Is an automatic or manual transmission better for MPG?
It appears that manual transmission cars are better for MPG compared to automatic cars. However when modeled with confounding variables like HP and weight, the difference is not as significant as it seems in the beginning: a big part of the difference is explained by other variables.
Quantify the MPG difference between automatic and manual transmissions
Analysis shows that when only transmission was used in the model manual cars have an mpg increase of 7.245. However, when variables wt and hp are included, the manual car advantage drops to 2.084 with other variables contributing, sometimes more (e.g. weight) to the effect.
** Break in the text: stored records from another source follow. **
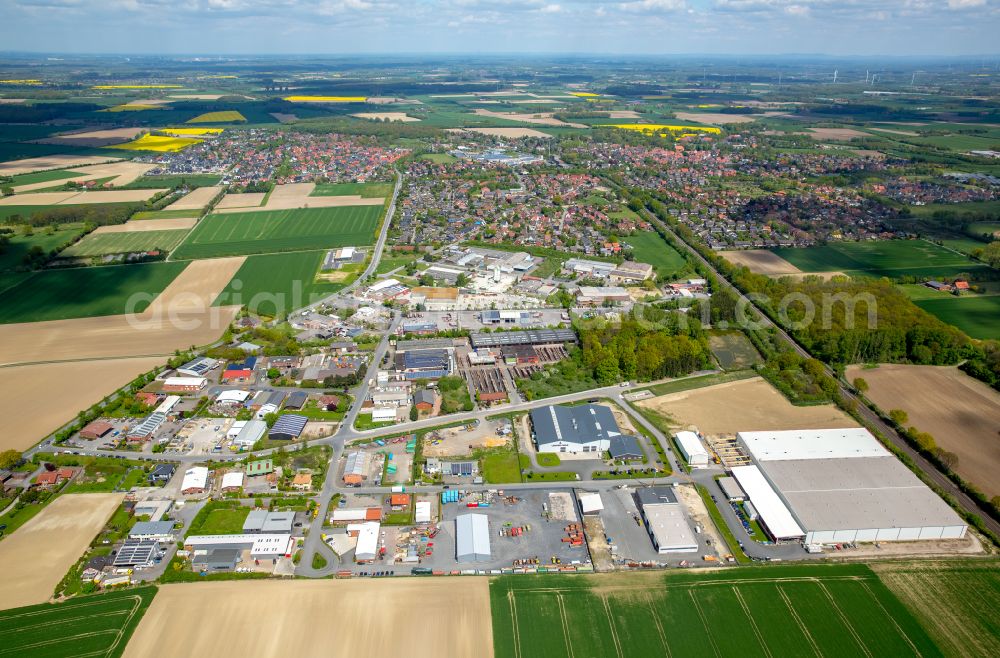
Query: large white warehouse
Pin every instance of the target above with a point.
(839, 485)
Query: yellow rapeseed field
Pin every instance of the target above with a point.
(326, 99)
(658, 128)
(137, 87)
(218, 117)
(160, 143)
(191, 132)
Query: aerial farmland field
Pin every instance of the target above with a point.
(955, 601)
(889, 258)
(791, 611)
(281, 230)
(274, 283)
(125, 242)
(84, 292)
(98, 625)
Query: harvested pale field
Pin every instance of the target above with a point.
(148, 225)
(195, 199)
(78, 198)
(511, 133)
(30, 417)
(714, 118)
(744, 405)
(180, 316)
(541, 118)
(908, 133)
(95, 138)
(38, 554)
(37, 199)
(961, 413)
(835, 133)
(245, 200)
(385, 116)
(297, 195)
(122, 173)
(340, 618)
(29, 165)
(760, 261)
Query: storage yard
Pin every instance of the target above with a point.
(412, 617)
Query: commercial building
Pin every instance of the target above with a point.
(838, 485)
(583, 428)
(529, 337)
(691, 449)
(472, 538)
(154, 530)
(367, 547)
(232, 481)
(356, 468)
(665, 520)
(288, 427)
(197, 367)
(245, 433)
(195, 480)
(261, 546)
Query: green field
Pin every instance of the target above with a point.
(829, 610)
(955, 601)
(85, 292)
(13, 255)
(262, 232)
(120, 243)
(367, 190)
(98, 625)
(891, 258)
(277, 283)
(976, 315)
(649, 247)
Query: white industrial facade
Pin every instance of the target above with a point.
(472, 538)
(692, 450)
(837, 486)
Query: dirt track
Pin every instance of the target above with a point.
(744, 405)
(413, 617)
(760, 261)
(961, 413)
(38, 554)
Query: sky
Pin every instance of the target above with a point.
(264, 27)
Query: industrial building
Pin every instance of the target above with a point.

Istogram of MPG in automatic and manual cars
ggplot(data = mtcars, aes(x = mpg, colour = am)) +
geom_histogram(fill = "white", bins = 10) +
labs(colour = "Trnasmission") +
facet_grid(. ~ am) +
ggtitle("Comparison between MPG in automatic and manual cars") +
xlab("Consumption (mpg)") +
ylab("Frequency") +
theme(plot.title = element_text(hjust = 0.5, face = "bold"))
Plot of correlation for the variables considered.
library(GGally)
## Registered S3 method overwritten by 'GGally':
## method from
## +.gg ggplot2
ggpairs(data = mtcars, aes(colour = factor(am)), columns = c(1, 2, 4, 6, 9))
## `stat_bin()` using `bins = 30`. Pick better value with `binwidth`.
## `stat_bin()` using `bins = 30`. Pick better value with `binwidth`.
## `stat_bin()` using `bins = 30`. Pick better value with `binwidth`.
## `stat_bin()` using `bins = 30`. Pick better value with `binwidth`.